One Good Story, That One

Description

145 pages
$14.95
ISBN 0-00-224000-9
DDC C813'.54

Author

Year

1993

Contributor

Reviewed by Lalage Grauer

Lalage Grauer teaches English at Okanagan University College in Kelowna,
B.C.

Review

Thomas King’s subversive humor pervades this collection. The title
story involves a reversal of the situation in which anthropologists
collect, record, and interpret sacred aboriginal stories in terms of
their own cultural biases.
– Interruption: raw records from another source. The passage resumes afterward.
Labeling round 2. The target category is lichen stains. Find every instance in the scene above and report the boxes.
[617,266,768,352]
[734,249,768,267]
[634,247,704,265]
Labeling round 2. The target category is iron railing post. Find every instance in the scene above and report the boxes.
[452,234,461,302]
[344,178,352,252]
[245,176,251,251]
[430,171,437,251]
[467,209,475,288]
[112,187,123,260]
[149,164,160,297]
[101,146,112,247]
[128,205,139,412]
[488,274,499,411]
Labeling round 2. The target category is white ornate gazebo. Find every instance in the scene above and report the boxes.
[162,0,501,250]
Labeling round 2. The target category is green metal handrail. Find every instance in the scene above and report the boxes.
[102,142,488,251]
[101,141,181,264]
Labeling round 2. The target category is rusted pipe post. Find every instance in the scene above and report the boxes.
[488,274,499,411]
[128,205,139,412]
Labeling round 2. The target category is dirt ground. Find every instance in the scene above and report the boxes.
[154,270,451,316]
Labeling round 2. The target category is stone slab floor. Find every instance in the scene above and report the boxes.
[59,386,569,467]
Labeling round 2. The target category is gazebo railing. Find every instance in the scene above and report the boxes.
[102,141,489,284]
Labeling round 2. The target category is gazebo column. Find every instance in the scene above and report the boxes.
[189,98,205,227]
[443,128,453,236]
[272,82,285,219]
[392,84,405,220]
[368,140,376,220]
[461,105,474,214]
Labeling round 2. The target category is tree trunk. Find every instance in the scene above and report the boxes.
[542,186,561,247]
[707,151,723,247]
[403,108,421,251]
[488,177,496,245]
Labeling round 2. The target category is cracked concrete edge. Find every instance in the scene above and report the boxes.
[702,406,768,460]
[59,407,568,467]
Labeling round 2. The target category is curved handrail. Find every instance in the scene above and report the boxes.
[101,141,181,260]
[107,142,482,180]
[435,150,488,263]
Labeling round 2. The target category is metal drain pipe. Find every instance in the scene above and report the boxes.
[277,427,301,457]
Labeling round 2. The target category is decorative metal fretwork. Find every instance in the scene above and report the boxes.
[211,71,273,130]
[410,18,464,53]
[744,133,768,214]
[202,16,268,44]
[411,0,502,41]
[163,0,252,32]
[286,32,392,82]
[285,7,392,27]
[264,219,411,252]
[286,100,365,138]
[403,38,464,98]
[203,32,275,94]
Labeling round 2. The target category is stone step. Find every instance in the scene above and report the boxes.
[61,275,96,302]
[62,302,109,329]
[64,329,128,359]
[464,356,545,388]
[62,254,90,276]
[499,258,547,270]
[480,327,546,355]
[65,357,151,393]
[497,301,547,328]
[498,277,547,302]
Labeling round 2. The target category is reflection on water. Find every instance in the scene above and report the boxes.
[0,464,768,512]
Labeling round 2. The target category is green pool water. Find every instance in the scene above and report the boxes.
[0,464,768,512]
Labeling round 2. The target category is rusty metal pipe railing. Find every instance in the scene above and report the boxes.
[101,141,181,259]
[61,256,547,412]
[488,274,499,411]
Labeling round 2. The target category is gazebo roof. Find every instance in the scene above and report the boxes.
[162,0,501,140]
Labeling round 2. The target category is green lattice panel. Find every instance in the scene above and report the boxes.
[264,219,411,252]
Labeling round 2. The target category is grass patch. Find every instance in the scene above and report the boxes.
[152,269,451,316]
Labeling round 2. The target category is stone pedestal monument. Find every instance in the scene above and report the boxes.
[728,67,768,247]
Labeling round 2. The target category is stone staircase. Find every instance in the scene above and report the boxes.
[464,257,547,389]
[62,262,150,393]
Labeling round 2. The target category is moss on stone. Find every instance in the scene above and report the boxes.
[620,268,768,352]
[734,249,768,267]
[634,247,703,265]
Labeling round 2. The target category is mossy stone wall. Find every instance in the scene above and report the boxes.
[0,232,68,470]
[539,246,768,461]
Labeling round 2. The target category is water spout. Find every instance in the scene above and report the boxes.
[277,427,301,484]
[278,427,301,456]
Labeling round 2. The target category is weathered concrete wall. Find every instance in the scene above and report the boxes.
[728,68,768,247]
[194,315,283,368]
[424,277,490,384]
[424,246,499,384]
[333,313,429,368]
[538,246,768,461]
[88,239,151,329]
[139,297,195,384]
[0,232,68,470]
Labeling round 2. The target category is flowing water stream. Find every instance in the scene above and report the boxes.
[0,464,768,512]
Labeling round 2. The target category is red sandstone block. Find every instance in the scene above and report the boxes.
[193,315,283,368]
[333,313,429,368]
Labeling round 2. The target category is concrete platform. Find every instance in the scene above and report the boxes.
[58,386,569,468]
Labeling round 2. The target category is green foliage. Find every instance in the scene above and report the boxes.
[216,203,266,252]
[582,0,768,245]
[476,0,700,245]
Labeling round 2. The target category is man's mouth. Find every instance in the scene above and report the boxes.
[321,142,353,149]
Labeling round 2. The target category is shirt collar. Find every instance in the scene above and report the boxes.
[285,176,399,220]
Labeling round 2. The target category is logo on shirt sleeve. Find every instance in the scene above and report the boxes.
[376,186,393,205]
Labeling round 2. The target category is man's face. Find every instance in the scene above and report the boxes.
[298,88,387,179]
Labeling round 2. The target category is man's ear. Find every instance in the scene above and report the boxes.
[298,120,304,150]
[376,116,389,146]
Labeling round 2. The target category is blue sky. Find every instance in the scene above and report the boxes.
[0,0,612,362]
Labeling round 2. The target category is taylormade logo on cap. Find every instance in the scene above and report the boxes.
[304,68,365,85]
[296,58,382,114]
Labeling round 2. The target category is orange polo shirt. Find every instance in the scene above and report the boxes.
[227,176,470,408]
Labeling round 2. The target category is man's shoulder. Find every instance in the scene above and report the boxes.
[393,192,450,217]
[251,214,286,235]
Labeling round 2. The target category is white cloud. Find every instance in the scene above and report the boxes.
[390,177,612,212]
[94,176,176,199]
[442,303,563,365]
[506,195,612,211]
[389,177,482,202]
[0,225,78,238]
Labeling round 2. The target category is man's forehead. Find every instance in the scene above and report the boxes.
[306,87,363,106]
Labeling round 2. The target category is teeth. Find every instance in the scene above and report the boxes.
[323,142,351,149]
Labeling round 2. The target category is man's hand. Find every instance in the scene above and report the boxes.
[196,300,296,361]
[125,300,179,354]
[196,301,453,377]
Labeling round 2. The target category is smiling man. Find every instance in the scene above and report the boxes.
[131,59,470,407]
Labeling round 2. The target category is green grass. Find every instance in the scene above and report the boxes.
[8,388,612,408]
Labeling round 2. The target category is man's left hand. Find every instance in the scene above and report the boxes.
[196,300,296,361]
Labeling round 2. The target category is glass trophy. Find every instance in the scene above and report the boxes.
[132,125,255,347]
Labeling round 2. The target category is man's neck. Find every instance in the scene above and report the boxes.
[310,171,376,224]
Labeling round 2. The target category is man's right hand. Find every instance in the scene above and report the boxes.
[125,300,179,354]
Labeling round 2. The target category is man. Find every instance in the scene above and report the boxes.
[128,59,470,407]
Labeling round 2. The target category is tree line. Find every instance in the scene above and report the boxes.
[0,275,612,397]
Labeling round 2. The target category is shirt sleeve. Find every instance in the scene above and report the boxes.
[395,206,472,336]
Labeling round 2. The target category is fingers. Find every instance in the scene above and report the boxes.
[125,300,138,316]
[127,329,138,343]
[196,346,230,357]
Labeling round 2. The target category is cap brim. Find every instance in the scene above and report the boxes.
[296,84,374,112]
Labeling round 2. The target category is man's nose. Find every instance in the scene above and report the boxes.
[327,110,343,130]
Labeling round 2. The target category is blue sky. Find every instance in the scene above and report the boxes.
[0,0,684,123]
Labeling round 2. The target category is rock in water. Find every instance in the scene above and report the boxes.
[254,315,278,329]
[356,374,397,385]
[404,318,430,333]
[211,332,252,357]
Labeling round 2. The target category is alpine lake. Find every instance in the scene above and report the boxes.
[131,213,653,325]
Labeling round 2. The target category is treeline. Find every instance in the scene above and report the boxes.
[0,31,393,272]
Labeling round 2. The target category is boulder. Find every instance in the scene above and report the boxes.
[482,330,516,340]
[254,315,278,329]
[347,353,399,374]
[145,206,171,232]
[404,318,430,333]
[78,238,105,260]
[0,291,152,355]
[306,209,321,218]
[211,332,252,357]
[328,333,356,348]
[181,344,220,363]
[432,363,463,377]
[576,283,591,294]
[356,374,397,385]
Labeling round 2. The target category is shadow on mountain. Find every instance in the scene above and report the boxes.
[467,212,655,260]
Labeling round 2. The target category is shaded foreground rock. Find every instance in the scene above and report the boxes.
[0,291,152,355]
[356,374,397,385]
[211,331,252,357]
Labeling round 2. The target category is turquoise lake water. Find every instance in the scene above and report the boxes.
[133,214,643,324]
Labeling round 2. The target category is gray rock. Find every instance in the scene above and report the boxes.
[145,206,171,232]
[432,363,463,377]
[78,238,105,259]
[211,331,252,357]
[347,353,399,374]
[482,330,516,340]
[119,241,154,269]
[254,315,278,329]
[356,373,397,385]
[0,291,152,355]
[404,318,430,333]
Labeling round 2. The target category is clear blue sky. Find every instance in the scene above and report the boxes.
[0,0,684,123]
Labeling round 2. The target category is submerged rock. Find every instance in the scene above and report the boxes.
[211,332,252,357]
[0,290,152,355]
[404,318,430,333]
Asked for a traditional story by
anthropologists, the Blackfoot narrator gives them a “good
story”—a garbled and hilarious version of the biblical story of
Genesis, in which a petty and selfish God wants to keep all the apples
to himself. The story is written in ungrammatical, informal language
that mimics oral narration. Like two other stories in the collection
(“The One About Coyote Going West” and “A Coyote Columbus
Story”), this story incorporates characteristics of the trickster
tale, which King uses to comment satirically on modern culture. “Trap
Lines” and “Borders” convey the bittersweet flavor of King’s
first novel, Medicine River.

This is a valuable addition to the oeuvre of an increasingly acclaimed
and powerful voice in contemporary Native literature.